Okay, this young man, who just very recently (I think) I was contorting my body into unnatural positions so as to put him in his infant carseat (particularly painful during my period of broken ribs) was now strapping himself behind the steering wheel of a one ton killing machine, while I was buckling myself into the passeneger’s seat. Me! The best driver in the world! At least he has the benefit of having the best driver in the world as his teacher.

Over time, I have seen him transition from one mode of transportation to another. First, the infant carseat, which was facing backwards for some reason, then the toddler carseat, still firmly strapped in, but facing forward now. Then walking on two feet. A tricycle. A bicycle with training wheels, then sans the training wheels. A school bus. And then my wife and I mysteriously transmogrified into chauffeurs. Jazz Band, Debate, Marching Band, etc. And now, from time to time, his friends are acting as the chauffeurs, taking him to drug and alcohol fueled orgies, I’m sure. (Those Debate Team people are wilder than you think. Or I think).

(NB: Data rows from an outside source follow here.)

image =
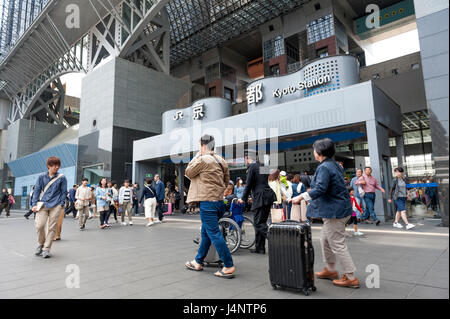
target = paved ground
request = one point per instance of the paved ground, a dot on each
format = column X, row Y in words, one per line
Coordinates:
column 141, row 262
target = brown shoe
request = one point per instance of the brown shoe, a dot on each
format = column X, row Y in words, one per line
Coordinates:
column 326, row 274
column 345, row 282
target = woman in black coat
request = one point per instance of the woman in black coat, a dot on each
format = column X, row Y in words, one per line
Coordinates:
column 330, row 200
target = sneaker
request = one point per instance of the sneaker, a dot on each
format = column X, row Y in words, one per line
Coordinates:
column 39, row 250
column 326, row 274
column 46, row 254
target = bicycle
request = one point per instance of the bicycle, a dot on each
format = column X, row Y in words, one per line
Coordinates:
column 236, row 236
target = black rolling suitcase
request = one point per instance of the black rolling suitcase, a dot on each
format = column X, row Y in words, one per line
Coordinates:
column 291, row 256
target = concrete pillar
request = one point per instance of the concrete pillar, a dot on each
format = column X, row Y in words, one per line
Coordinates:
column 379, row 153
column 432, row 24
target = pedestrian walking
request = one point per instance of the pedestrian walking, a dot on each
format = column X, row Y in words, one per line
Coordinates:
column 71, row 207
column 112, row 193
column 262, row 199
column 136, row 189
column 30, row 211
column 93, row 202
column 148, row 196
column 209, row 176
column 369, row 184
column 160, row 194
column 12, row 201
column 357, row 190
column 126, row 202
column 48, row 201
column 330, row 200
column 399, row 195
column 101, row 195
column 83, row 197
column 4, row 202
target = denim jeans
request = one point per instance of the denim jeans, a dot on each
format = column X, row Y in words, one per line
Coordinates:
column 369, row 199
column 210, row 213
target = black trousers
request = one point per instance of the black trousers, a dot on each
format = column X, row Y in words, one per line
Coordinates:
column 260, row 220
column 103, row 217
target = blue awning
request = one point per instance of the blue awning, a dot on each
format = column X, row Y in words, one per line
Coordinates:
column 36, row 163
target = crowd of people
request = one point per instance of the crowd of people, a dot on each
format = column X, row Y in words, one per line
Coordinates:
column 327, row 196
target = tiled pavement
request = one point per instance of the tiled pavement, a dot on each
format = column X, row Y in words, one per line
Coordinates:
column 141, row 262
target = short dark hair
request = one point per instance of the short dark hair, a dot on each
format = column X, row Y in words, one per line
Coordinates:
column 325, row 147
column 208, row 140
column 53, row 161
column 399, row 169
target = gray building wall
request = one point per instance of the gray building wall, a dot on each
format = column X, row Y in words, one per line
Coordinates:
column 432, row 23
column 26, row 137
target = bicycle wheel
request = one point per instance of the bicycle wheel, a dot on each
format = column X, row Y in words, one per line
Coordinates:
column 231, row 233
column 248, row 233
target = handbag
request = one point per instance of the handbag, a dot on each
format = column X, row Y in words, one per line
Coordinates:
column 277, row 214
column 40, row 204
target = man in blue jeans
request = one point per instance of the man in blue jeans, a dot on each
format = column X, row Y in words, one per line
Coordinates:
column 209, row 177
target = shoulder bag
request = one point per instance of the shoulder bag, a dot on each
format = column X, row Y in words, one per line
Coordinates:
column 40, row 203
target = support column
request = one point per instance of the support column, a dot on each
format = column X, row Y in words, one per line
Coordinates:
column 181, row 169
column 379, row 153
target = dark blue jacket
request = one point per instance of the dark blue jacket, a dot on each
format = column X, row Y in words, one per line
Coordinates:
column 55, row 195
column 330, row 197
column 147, row 192
column 160, row 191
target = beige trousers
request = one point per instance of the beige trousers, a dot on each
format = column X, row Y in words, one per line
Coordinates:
column 83, row 215
column 127, row 206
column 49, row 217
column 333, row 244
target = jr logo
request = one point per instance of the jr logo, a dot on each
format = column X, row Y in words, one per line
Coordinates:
column 73, row 280
column 73, row 17
column 373, row 280
column 373, row 19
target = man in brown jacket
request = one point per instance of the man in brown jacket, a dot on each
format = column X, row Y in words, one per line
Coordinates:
column 209, row 177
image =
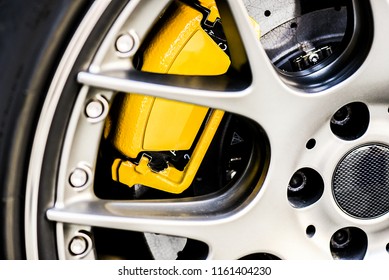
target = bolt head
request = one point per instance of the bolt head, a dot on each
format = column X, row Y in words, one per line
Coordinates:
column 313, row 58
column 78, row 178
column 94, row 109
column 78, row 245
column 125, row 43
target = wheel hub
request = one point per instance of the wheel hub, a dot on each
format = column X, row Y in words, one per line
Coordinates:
column 361, row 182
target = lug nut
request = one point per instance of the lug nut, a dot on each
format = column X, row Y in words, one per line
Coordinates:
column 78, row 178
column 297, row 182
column 313, row 58
column 78, row 245
column 342, row 116
column 94, row 109
column 125, row 43
column 341, row 239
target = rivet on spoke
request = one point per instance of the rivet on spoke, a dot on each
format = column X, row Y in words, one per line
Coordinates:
column 126, row 44
column 96, row 109
column 80, row 176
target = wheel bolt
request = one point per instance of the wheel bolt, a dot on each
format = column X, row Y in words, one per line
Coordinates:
column 78, row 178
column 297, row 182
column 341, row 239
column 342, row 116
column 78, row 245
column 125, row 43
column 313, row 58
column 94, row 109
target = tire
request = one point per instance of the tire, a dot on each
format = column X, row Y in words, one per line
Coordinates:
column 29, row 50
column 289, row 151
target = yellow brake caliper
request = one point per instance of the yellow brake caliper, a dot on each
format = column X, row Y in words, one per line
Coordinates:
column 151, row 132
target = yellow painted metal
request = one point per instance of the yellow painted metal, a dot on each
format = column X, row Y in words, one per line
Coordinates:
column 169, row 180
column 146, row 123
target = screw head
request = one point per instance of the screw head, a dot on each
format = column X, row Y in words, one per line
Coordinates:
column 78, row 178
column 297, row 182
column 125, row 43
column 341, row 239
column 342, row 116
column 78, row 245
column 94, row 109
column 313, row 58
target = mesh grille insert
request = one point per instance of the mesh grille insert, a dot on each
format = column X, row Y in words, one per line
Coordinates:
column 361, row 182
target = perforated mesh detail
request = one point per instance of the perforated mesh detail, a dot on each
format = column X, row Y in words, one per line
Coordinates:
column 361, row 182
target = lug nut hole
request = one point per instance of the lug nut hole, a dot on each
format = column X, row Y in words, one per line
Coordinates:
column 310, row 231
column 311, row 144
column 305, row 187
column 348, row 244
column 351, row 121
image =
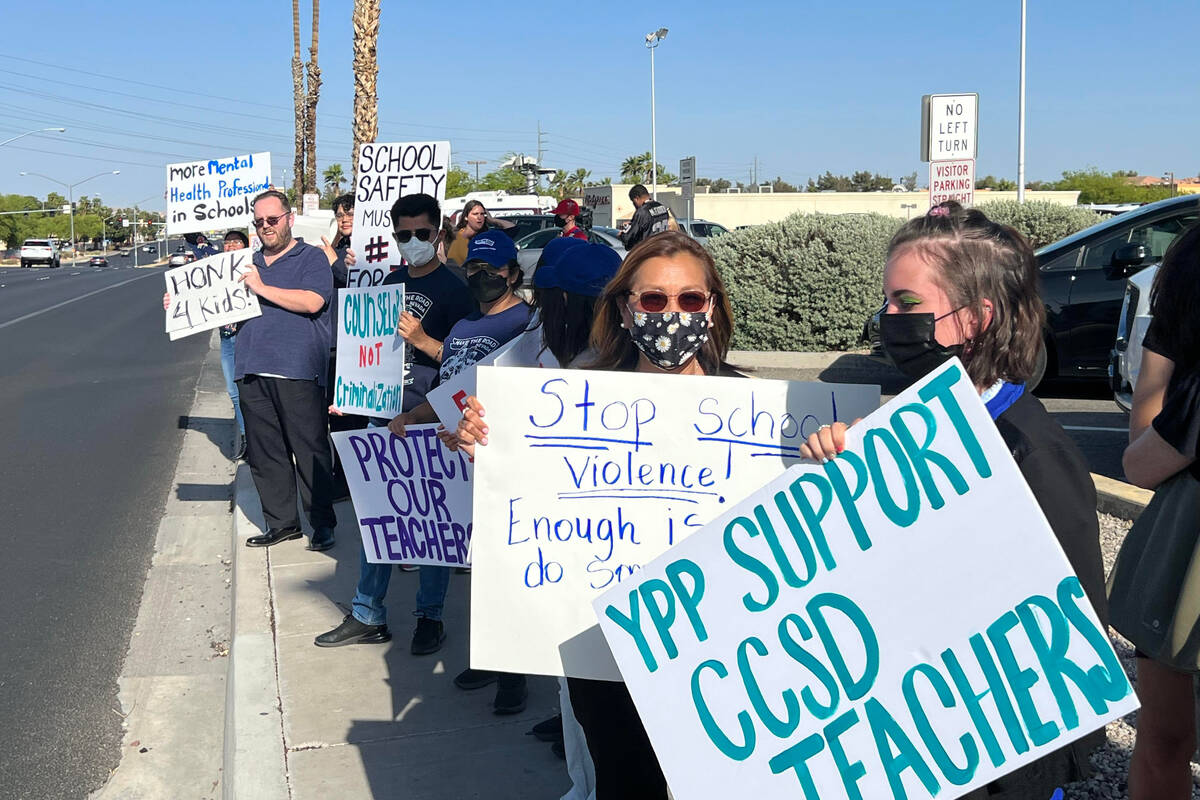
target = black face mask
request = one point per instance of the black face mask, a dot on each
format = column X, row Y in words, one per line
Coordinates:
column 910, row 343
column 486, row 287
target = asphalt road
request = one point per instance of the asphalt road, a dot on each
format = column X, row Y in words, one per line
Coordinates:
column 91, row 392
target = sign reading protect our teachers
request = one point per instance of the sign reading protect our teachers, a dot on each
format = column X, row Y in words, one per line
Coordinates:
column 387, row 172
column 588, row 475
column 897, row 623
column 215, row 193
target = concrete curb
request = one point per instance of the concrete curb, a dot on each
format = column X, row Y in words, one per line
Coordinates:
column 1119, row 498
column 255, row 762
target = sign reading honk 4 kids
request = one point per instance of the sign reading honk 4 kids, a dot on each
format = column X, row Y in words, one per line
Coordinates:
column 388, row 172
column 588, row 475
column 897, row 623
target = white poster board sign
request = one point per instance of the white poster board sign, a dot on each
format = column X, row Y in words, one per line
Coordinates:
column 389, row 170
column 588, row 475
column 899, row 621
column 370, row 350
column 207, row 294
column 412, row 495
column 215, row 194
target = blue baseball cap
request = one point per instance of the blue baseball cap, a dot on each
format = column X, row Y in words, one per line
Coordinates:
column 582, row 270
column 493, row 247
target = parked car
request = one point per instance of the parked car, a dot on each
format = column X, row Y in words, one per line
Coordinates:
column 1084, row 280
column 529, row 247
column 41, row 251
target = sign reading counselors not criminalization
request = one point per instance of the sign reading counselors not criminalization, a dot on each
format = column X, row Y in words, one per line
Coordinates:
column 215, row 193
column 388, row 172
column 897, row 623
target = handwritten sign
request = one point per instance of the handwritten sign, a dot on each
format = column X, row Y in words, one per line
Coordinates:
column 411, row 494
column 387, row 173
column 215, row 193
column 588, row 475
column 897, row 623
column 370, row 352
column 207, row 294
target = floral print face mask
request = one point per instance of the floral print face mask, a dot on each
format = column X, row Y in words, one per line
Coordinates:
column 669, row 338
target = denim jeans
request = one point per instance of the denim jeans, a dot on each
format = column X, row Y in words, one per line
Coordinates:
column 227, row 348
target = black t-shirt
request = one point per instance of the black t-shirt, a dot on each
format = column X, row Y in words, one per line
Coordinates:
column 439, row 300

He’s going to turn 16 in about 3 weeks, when one would normally get their driver’s licenses, but due to the vagaries of Illinois law, one must now have their permit for NINE months before taking the driver’s license test. Most of his friends got their licenses when they were 16, but due to a combination of his busy extracurricular activities, school schedule and missed deadlines for signing him up for classes/lessons on the part of his parents (perhaps an unconscious desire on the part of his parents to keep him in a state of suspended animation), he only started driving lessons on Monday, and got his permit on Tuesday.

I remember the days when driver’s ed. was just part of the required curriculum, taught by gym teachers. I’m guessing it was gym teachers, the reasoning being that you can’t be around smelly gym socks all day without going insane or risking permanent brain damage, though I think the damage had already been done to some of them. They’d teach you some things you already knew, put you in a ‘simulator’ for a few hours (I’m pretty sure NASA stole this idea for their astronauts-in-training), let you drive around the parking lot for a few hours until it could be reasonably determined you weren’t going to kill them when they actually let you drive around the surrounding comatose residential areas for a while. Then, for the last class, they showed you a gory movie about the hazards of unsafe or drunk driving (drugs had yet to be invented) to scare the crap out of you and sent you on your merry way to get your permit. Then your terrified parents would drive with you for about 15 minutes, and you’d be driven to the Deerfield DMV (in Illinois, it’s actually called the Secretary of State’s office. Secretary of State? Maybe they also formulate diplomatic relations between hostile nearby states such as Wisconsin and Indiana). You ALWAYS went to the Deerfield office, since they were notoriously easy on potential license-getters. I have proof. My sister and father both blew stop signs during their tests, and STILL got their licenses.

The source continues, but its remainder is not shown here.